En İyi Şarkı Ödülü, Barbie filminde Barbie’nin yaratıcısı Mattel’in kurucusu Yahudi asıllı Ruth Handler ile tanışma sırasında çalan Billie Eilish ve kardeşi Finneas O’Connell’in yazdığı ‘What was I made for’ şarkısının oldu. İki kardeş kıyafetlerinin üzerindeki İsrail-Hamas savaşının sona ermesi mesajını taşıyan kırmızı rozetle dikkat çekti. Bu kırmızı rozet ‘Poor Things’deki performansıyla aday gösterilen ve tüm gece ekranlarda görünen Yahudi asıllı Mark Ruffalo tarafından da takıldı.

Geçen yılki rekorunu devam ettiren Yahudi asıllı Diane Warren 15. kez yazdığı film şarkısıyla aday oldu ve yine kazanamadı. Warren, ‘The Fire Inside’ filminin ‘Flaming Hot’ şarkısıyla yarışıyordu.

Makyaj Ödülü üç Yahudi karaktere de gitmedi

 

Willem Dafoe

En İyi Makyaj ve Saç Tasarımı Ödülü adaylarından Golda, Oppenheimer ve Maestro filmlerinin gecede kaybeden olmaları dışında bir ortak yanları daha vardı. Üç filmin ana kahramanları Yahudi karakterlerdi, sırasıyla İsrail’in eski Başbakanı Golda Meir, Yahudi fizikçi Robert Oppenheimer ve orkestra şefi ve besteci Leonard Bernstein. Hatta Bernstein’ın Yahudi kimliği için filmde abartılı bir protez burun kullanılması, Yahudi çevrelerin duygularını incittiği için eleştirilmişti.

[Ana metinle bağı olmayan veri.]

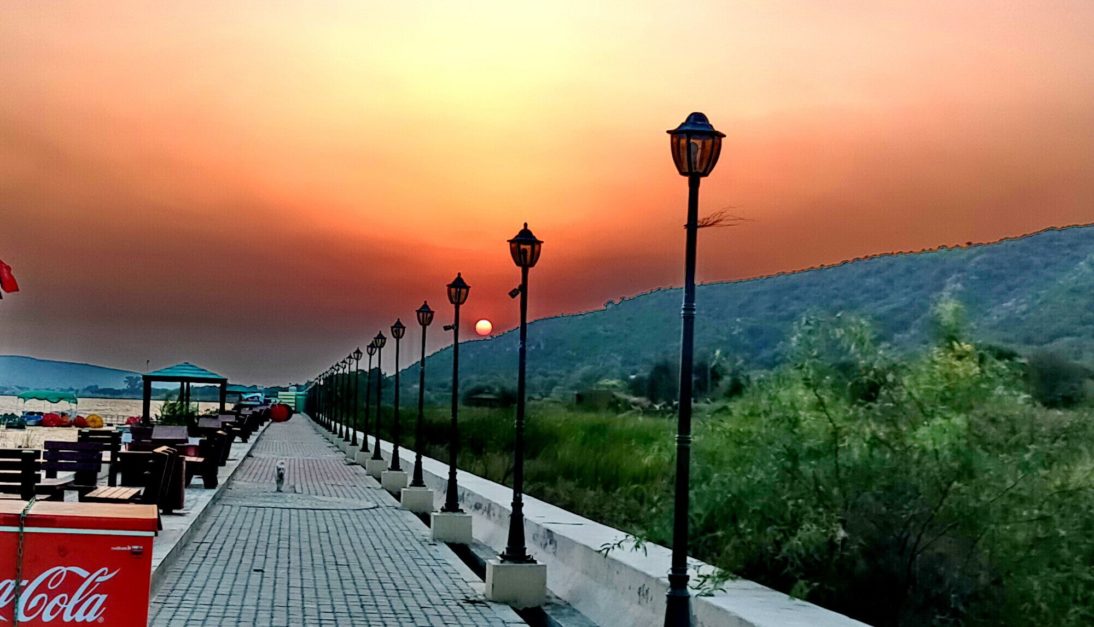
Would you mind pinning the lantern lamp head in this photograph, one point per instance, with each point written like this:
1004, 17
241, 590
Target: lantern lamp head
524, 247
696, 146
458, 290
425, 314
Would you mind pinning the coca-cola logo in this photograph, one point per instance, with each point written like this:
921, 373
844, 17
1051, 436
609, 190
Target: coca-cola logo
42, 600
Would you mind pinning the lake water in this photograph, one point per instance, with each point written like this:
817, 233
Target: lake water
112, 409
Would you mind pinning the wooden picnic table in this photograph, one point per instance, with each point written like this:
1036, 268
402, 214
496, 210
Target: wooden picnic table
170, 433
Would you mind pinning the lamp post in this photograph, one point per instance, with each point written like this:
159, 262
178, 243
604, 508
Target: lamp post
695, 148
357, 396
524, 248
380, 340
327, 395
341, 398
398, 329
425, 318
457, 295
338, 398
371, 349
350, 409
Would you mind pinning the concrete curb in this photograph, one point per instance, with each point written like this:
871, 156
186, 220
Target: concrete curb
198, 513
618, 590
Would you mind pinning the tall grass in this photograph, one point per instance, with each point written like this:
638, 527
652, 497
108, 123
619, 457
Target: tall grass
923, 490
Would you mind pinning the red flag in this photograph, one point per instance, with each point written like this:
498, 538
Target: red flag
7, 279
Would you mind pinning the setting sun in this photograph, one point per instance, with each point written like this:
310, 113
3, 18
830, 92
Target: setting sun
484, 327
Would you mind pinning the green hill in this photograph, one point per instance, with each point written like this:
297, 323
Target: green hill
1031, 292
19, 372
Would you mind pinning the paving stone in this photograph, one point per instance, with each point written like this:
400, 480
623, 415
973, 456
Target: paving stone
334, 548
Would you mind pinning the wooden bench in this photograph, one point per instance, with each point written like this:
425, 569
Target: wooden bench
20, 472
212, 429
150, 474
84, 460
112, 495
111, 439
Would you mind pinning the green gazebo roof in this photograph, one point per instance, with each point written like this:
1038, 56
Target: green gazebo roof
47, 395
185, 371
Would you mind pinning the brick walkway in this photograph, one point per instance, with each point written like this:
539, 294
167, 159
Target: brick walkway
333, 549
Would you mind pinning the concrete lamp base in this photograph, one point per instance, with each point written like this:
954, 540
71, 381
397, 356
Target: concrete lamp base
362, 457
374, 467
451, 527
516, 584
417, 500
393, 480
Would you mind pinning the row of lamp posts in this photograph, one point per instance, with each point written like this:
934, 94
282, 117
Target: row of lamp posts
336, 405
696, 148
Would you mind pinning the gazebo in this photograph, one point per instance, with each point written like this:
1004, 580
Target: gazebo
185, 374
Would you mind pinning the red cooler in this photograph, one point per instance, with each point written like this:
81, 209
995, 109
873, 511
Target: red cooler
81, 562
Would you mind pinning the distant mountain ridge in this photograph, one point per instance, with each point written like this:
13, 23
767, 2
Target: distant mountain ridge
21, 372
1031, 292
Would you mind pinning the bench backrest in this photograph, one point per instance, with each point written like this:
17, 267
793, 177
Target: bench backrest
82, 459
111, 439
161, 467
150, 469
20, 472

Altın heykelciği evine götüren film ‘The Poor Things’ oldu. Willem Dafoe’nin fazlasıyla bozulmuş yüzü, Emma Stone’un upuzun saçları ve Mark Ruffalo’nun birbirine girmiş saç ve sakalı ile ödül fazlasıyla hak edilmiş olarak değerlendirildi. Poor Things’in baş kahramanı Bella Baxter karakterine can veren Emma Stone En İyi Kadın Oyuncu Ödülü’nü şaşkınlık içinde ve arkası patlayan elbisesi ile aldı.